IRC log for #evergreen, 2022-03-01

All times shown according to the server's local time.

Time	Nick	Message
06:00	pinesol	News from qatests: Failed Running pgTAP tests <http://testing.evergreen-ils.org/~live//archive/2022-03/2022-03-01_04:00:02/test.42.html>
07:13		rjackson_isl_hom joined #evergreen
07:16		collum joined #evergreen
08:00		mantis joined #evergreen
08:01	JBoyer	^ A test about spaces around values was also testing whether or not URIs were deleted when records are changed. We don't do that anymore, and now the test is updated.
08:23	pinesol	News from commits: Update Test for LP1722827 After LP1482757 <https://git.evergreen-ils.org/?p=Evergreen.git;a=commitdiff;h=e9c6750312c9c1ba001119e918ac84f4bcd017a6>
08:33		mmorgan joined #evergreen
08:40	csharp_	JBoyer++
08:40		jvwoolf joined #evergreen
08:41	mmorgan	JBoyer++
08:43		Dyrcona joined #evergreen
08:47		JBoyer joined #evergreen
09:00		Keith-isl joined #evergreen
09:01		rfrasur joined #evergreen
09:09		mmorgan1 joined #evergreen
09:24	* Dyrcona	mumbles "smart quotes...."
09:27	Dyrcona	Also, just plain junk in these records.
09:33	Dyrcona	I wonder if we're using an outdated Unicode standard?--That "we" is meant to be vague, i.e. not necessarily Evergreen.
09:39	Dyrcona	So, it looks like the preprocessing script does something to the records. Maybe I need to tell MARC::Record not to mangle the characters, somwehow?

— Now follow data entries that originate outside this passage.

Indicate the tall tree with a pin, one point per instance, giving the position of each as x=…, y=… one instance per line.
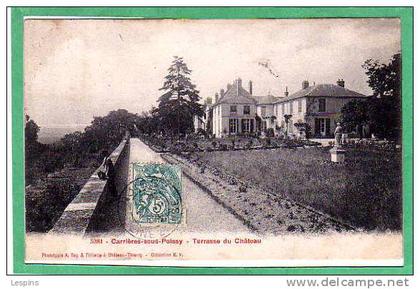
x=382, y=111
x=179, y=103
x=384, y=108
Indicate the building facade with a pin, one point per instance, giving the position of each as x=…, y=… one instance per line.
x=238, y=111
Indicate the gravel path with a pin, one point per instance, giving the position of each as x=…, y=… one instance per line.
x=203, y=213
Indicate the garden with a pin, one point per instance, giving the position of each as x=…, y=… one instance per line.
x=199, y=143
x=364, y=191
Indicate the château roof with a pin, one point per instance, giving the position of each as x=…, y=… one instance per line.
x=236, y=94
x=266, y=99
x=323, y=90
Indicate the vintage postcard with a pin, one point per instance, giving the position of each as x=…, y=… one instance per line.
x=215, y=143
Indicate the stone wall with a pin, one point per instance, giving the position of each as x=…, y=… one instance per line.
x=96, y=207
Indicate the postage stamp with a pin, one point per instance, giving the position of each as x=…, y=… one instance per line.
x=156, y=193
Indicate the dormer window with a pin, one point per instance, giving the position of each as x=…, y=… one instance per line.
x=321, y=105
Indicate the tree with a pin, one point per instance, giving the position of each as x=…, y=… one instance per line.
x=382, y=111
x=354, y=115
x=179, y=103
x=31, y=131
x=384, y=108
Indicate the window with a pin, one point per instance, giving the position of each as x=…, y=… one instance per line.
x=263, y=111
x=246, y=125
x=233, y=125
x=321, y=105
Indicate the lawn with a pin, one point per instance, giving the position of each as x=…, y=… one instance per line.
x=365, y=191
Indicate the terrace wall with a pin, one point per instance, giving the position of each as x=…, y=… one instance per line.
x=88, y=212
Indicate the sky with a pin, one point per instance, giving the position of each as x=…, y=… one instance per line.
x=78, y=69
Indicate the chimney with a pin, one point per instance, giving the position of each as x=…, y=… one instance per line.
x=238, y=86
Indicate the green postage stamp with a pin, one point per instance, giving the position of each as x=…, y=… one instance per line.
x=272, y=140
x=156, y=192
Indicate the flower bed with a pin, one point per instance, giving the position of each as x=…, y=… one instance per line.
x=194, y=143
x=262, y=211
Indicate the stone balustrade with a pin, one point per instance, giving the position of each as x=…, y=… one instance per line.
x=89, y=210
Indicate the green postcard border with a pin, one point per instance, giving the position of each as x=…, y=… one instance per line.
x=17, y=18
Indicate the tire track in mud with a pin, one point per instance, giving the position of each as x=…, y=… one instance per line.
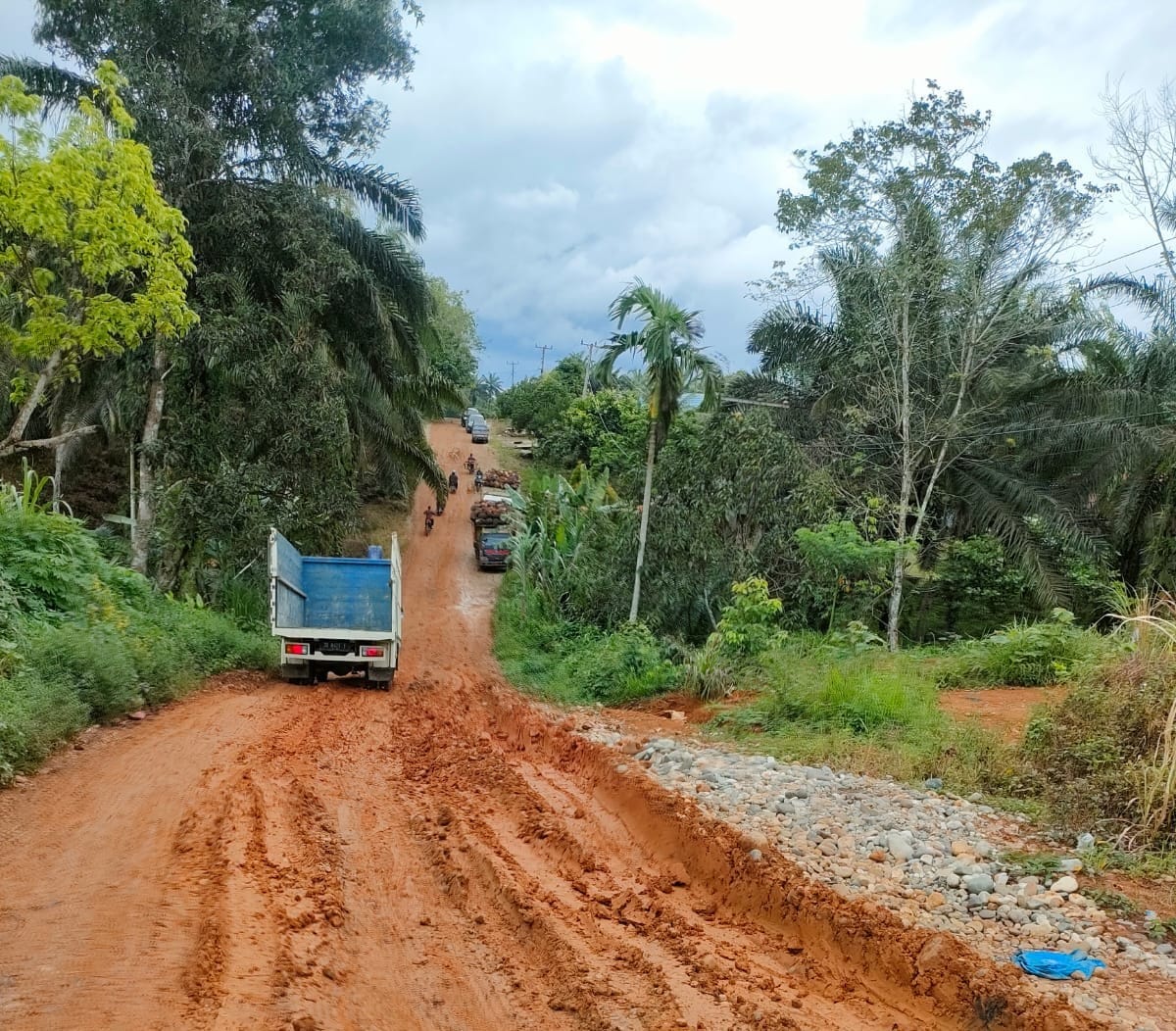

09:56	Dyrcona	Or, maybe it doesn't.... Comparing dumps of the processed versus raw records, the relevant bits of the busted records look the same.
10:08	Dyrcona	I wonder if converting the records to marcxml will make a difference?
10:10	Dyrcona	So, do I convert them with yaz-mardump or with MARC::File::XML?
10:15	Dyrcona	Right, so when I use yaz-marcdump to convert the input records to marcxml, my editor shows the characters correctly. For some reason, I think my editor is treating the dumps as latin-1, even when I tell it they are UTF-8. What I suspect is MARC::Record and friends are mangling the characters because I'm working with binary MARC.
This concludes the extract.